Pino: Monacoda oynarken mesela 2 maç sağ kanatta, 3 maç sol kanatta oynadım. O yüzden karışık, iki tarafta da oynarım.
O bölgenin futbolcuları taraftar desteğini de aldılar mı fırtına gibi coşuyorlar. Herhâlde Ali Sami Yen'e çıktığında ve tabii ikinci yarı yeni stadyumda bu taraftar desteğiyle buluşmak seni heyecanlandırıyor mu?
Pino: Mutlaka; bir kanat oyuncusuyum, bu destek önemlidir. Genelde zaten futbolcular için taraftardan alınacak bu destek önemlidir. Gol atmanız açısından, önemli bir pas verme açısından, asist yapma açısından bu tip konularda taraftar desteğine ihtiyaç vardır. Bana da büyük ihtimalle çok yardımcı olacaktır.

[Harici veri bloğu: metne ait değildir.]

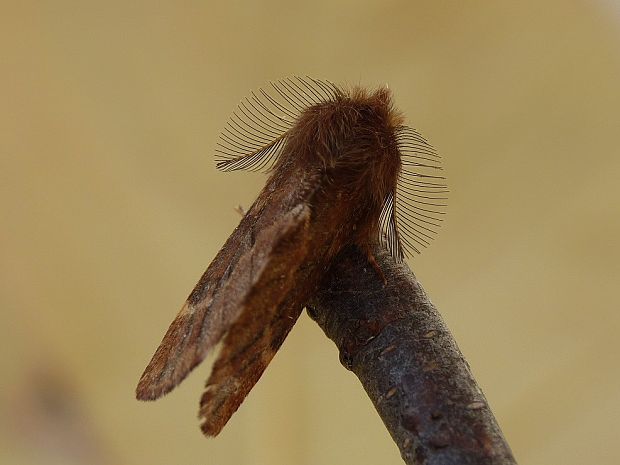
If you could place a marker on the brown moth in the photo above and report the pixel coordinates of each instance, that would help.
(343, 170)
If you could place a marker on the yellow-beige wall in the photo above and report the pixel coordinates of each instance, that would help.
(111, 208)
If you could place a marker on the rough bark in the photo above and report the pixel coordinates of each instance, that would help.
(392, 337)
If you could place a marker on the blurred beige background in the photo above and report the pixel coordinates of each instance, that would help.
(111, 209)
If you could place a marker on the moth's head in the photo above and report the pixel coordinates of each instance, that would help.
(355, 138)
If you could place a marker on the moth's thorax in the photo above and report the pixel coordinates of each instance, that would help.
(351, 141)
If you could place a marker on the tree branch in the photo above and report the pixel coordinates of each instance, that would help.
(392, 337)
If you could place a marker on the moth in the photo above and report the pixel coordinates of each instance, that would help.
(343, 170)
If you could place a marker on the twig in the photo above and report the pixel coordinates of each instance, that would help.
(392, 337)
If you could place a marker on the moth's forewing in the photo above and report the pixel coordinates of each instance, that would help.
(253, 299)
(269, 312)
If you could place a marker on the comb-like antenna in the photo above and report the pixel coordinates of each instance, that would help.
(257, 130)
(411, 215)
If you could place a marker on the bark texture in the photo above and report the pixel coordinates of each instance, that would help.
(392, 337)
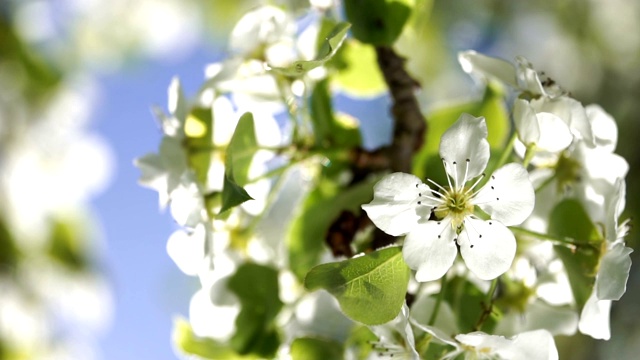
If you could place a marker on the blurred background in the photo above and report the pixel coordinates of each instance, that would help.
(84, 272)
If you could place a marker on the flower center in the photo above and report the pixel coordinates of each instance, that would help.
(456, 203)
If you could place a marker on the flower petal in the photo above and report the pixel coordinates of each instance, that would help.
(603, 126)
(430, 249)
(531, 345)
(464, 145)
(571, 112)
(611, 282)
(526, 122)
(528, 79)
(187, 250)
(555, 134)
(508, 196)
(395, 201)
(594, 320)
(487, 67)
(487, 247)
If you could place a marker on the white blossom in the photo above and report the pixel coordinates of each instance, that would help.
(402, 204)
(530, 345)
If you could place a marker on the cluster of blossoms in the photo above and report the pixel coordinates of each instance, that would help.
(213, 242)
(566, 152)
(497, 213)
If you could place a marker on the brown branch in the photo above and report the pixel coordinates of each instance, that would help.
(408, 134)
(409, 123)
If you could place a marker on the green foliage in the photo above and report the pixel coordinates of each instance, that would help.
(327, 129)
(66, 245)
(198, 129)
(232, 193)
(327, 51)
(240, 151)
(205, 348)
(569, 220)
(308, 348)
(378, 22)
(468, 303)
(36, 77)
(360, 75)
(256, 286)
(306, 234)
(494, 109)
(359, 342)
(242, 147)
(371, 289)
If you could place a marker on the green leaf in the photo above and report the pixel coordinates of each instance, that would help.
(378, 22)
(569, 220)
(205, 348)
(370, 289)
(257, 288)
(327, 51)
(306, 235)
(360, 76)
(232, 193)
(308, 348)
(359, 342)
(329, 130)
(494, 109)
(468, 303)
(9, 252)
(67, 244)
(198, 141)
(242, 146)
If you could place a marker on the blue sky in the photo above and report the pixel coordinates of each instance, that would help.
(148, 288)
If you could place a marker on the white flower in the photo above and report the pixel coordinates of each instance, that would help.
(402, 204)
(521, 77)
(613, 270)
(395, 339)
(544, 130)
(163, 171)
(531, 345)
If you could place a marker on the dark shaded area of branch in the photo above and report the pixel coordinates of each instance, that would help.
(408, 136)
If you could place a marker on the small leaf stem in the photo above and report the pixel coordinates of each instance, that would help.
(562, 240)
(488, 305)
(507, 151)
(436, 308)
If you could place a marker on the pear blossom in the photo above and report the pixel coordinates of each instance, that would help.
(613, 270)
(437, 222)
(163, 171)
(522, 77)
(546, 98)
(396, 340)
(544, 130)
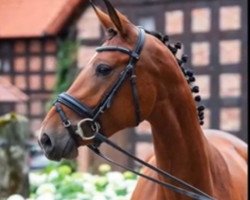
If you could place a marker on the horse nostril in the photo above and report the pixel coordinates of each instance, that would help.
(46, 141)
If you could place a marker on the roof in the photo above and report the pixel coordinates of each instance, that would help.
(34, 18)
(10, 93)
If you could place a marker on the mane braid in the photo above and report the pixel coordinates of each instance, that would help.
(188, 73)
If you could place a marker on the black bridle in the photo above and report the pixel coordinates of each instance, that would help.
(89, 127)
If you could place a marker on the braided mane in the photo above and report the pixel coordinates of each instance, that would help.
(188, 73)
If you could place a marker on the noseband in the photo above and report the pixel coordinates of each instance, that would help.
(89, 127)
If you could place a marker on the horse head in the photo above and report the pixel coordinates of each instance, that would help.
(119, 87)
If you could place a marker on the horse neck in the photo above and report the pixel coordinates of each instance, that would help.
(180, 146)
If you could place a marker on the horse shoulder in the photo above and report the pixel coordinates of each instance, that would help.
(229, 155)
(146, 189)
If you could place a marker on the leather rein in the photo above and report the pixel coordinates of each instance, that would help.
(89, 128)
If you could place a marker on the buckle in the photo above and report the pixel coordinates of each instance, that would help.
(87, 129)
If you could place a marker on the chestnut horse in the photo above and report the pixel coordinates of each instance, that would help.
(213, 161)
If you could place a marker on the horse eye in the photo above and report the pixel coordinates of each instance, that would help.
(103, 70)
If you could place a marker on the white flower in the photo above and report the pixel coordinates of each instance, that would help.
(130, 184)
(46, 196)
(15, 197)
(99, 196)
(115, 177)
(37, 179)
(89, 188)
(53, 175)
(46, 188)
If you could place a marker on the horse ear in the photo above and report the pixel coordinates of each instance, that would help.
(102, 16)
(119, 20)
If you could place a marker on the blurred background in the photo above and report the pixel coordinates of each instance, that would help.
(44, 43)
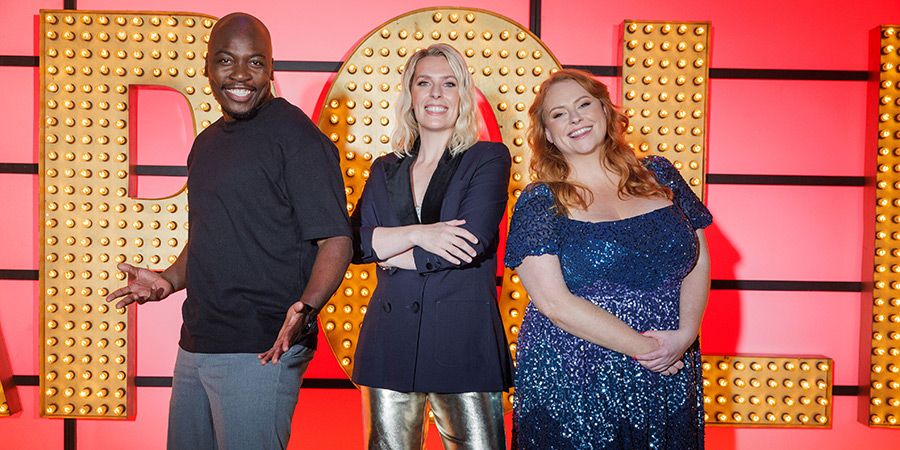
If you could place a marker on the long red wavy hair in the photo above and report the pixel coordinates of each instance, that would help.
(550, 167)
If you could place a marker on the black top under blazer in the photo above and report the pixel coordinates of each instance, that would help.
(436, 328)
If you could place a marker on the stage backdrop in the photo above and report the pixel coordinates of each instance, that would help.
(786, 125)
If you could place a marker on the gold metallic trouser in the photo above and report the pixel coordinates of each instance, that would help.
(396, 420)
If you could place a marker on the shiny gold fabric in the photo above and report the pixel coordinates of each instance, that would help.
(466, 421)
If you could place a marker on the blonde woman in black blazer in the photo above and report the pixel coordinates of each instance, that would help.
(429, 216)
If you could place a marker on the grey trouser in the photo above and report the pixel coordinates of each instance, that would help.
(229, 401)
(396, 420)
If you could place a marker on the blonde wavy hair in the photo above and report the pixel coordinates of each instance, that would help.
(550, 167)
(468, 124)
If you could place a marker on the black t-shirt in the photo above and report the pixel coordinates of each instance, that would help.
(260, 193)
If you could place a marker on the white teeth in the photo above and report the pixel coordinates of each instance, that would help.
(579, 132)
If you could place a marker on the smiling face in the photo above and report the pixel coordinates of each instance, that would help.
(239, 66)
(574, 121)
(435, 95)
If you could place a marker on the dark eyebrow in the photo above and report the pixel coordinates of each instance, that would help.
(226, 52)
(577, 100)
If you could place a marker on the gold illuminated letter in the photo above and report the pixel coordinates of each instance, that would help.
(89, 62)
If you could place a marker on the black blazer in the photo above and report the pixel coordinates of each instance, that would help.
(436, 328)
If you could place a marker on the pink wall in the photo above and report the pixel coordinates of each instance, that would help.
(756, 127)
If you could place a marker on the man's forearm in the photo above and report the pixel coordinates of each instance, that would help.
(328, 271)
(176, 273)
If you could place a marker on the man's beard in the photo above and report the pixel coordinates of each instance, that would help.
(247, 115)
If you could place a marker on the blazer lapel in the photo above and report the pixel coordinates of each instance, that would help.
(437, 187)
(396, 177)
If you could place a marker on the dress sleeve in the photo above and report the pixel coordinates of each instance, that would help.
(533, 226)
(667, 175)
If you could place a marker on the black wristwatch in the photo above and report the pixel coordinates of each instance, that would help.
(307, 309)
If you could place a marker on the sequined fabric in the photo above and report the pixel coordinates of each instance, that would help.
(572, 394)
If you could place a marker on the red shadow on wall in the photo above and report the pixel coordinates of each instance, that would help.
(9, 388)
(721, 328)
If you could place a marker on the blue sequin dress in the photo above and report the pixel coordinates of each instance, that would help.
(573, 394)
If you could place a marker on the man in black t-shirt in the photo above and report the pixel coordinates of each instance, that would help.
(269, 233)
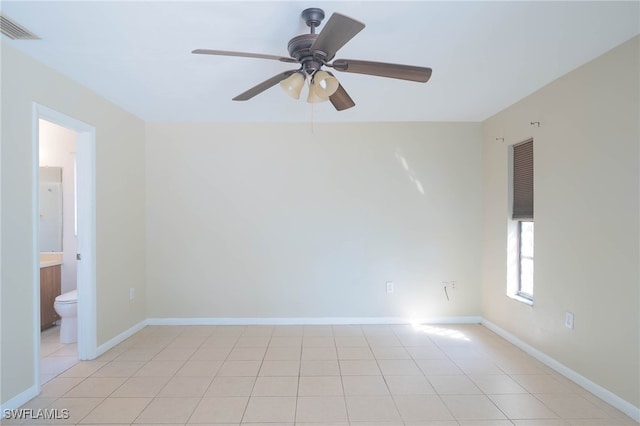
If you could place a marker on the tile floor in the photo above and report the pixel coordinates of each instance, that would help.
(318, 375)
(55, 357)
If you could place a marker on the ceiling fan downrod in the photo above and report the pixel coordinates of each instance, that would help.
(313, 17)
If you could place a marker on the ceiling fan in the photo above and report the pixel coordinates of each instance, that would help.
(313, 51)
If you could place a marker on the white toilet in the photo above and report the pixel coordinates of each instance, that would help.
(66, 305)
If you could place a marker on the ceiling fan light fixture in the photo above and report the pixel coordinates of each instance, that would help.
(293, 84)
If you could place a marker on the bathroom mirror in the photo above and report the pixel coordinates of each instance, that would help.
(50, 209)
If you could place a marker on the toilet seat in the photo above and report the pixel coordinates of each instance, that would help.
(69, 297)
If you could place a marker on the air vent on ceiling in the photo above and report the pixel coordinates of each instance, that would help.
(15, 31)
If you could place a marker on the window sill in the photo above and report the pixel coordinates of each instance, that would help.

Lakabın El Mago, iki sorum olacak. Birincisi, bu lakap nereden geldi? Burada da Türkiyede bu lakapla hitap edilmesini ister misin? İkincisi de tabii sol tarafta da başka bir büyücü var; iki büyücü kanatlandırıp uçurur musunuz Galatasarayı?
Pino: Lakabı Kolombiya Milli Takımı'nda aldım. Kolombiyayla gittiğimiz şampiyonada yaptığım hareketlerden, takıma maç kazandırmamdan, bu tip şeylerden dolayı bu lakabı aldım ve Kolombiyada devamlı bu isimle çağrılmaya başlandım. Ondan sonra Monacoya geldim. Monacoda ki gazeteciler bu isimle çağırdılar ve tabii ki takımda bu lakaba sahip oyuncu olması güzel bir şey. Yani iki tane sihirbazın olması güzel ama önemli olan o güçleri birleştirip takımı daha iyi yerlere getirmek.
Nasıl buluyorsun takım arkdaşlarını? Arda, Kewell... Çok önemli isimler var
Pino: Kadromuzda çok değerli isimler var, çok büyük bir teknik direktörle çalışıyoruz. Beklentiler de yüksek olacaktır. Bu kadroyla, bu oyuncularla ve teknik direktörümüzle mutlaka şampiyonluk için oynamamız gerekiyor.
Monaco'da forma giyiyordun ama Galatasarayın havası bir başka; bu baskıya, bu tempoya dayanabilir misin? Bu konuya kendini hazırladın mı?
Pino: Kesinlikle bu baskıya kendimi hazırladım. Taraftardan gelebilir, kulübün büyüklüğünden kaynaklanabilir. Baskı olabilir ama kimsenin şüphesi olmasın kendimi buna çok iyi hazırladım. Zaten buna hazırlamasaydım ya Monacoda kalmayı tercih ederdim ya da başka bir kulübe gitmeyi tercih ederim ama Galatasaraya geldim. Tabii ki Monacoya buradan teşekkür etmek istiyorum, hem kulüp olarak hem de taraftar anlamında. Ama şu an Galatasaraydayım ve bu baskıyla oynamak istiyorum. Hem taraftardan gelecek hem de kulübün büyüklüğünden gelecek baskıyla oynamak istiyorum ve başarılar kazanmak istiyorum; bu yönde de hazırladım kendimi.
Bir çok dövmen olduğunu gördük kendin için anlam ifade ediyordur. Özel değilse öğrenebilir miyiz?
Pino: Vucüdumda bir çok dövme olduğu doğru ve bütün dövmelerin de anlamı var. Katoliğim, dinine bağlı bir insanım, o yüzden haç resmi var, Meryem Ana resmi var. Onun haricinde aileme çok bağlıyım. Ailemdekilerin isimleri yazıyor. Sırtımda babamın ismi yazıyor, annemin resimleri var.
Numaran kaç olacak?
Pino: Monacoda 20 numarayı giyiyordum, o yüzden buraya geldiğimde de onu istedim. 20 numaralı formayla mücadele edeceğim.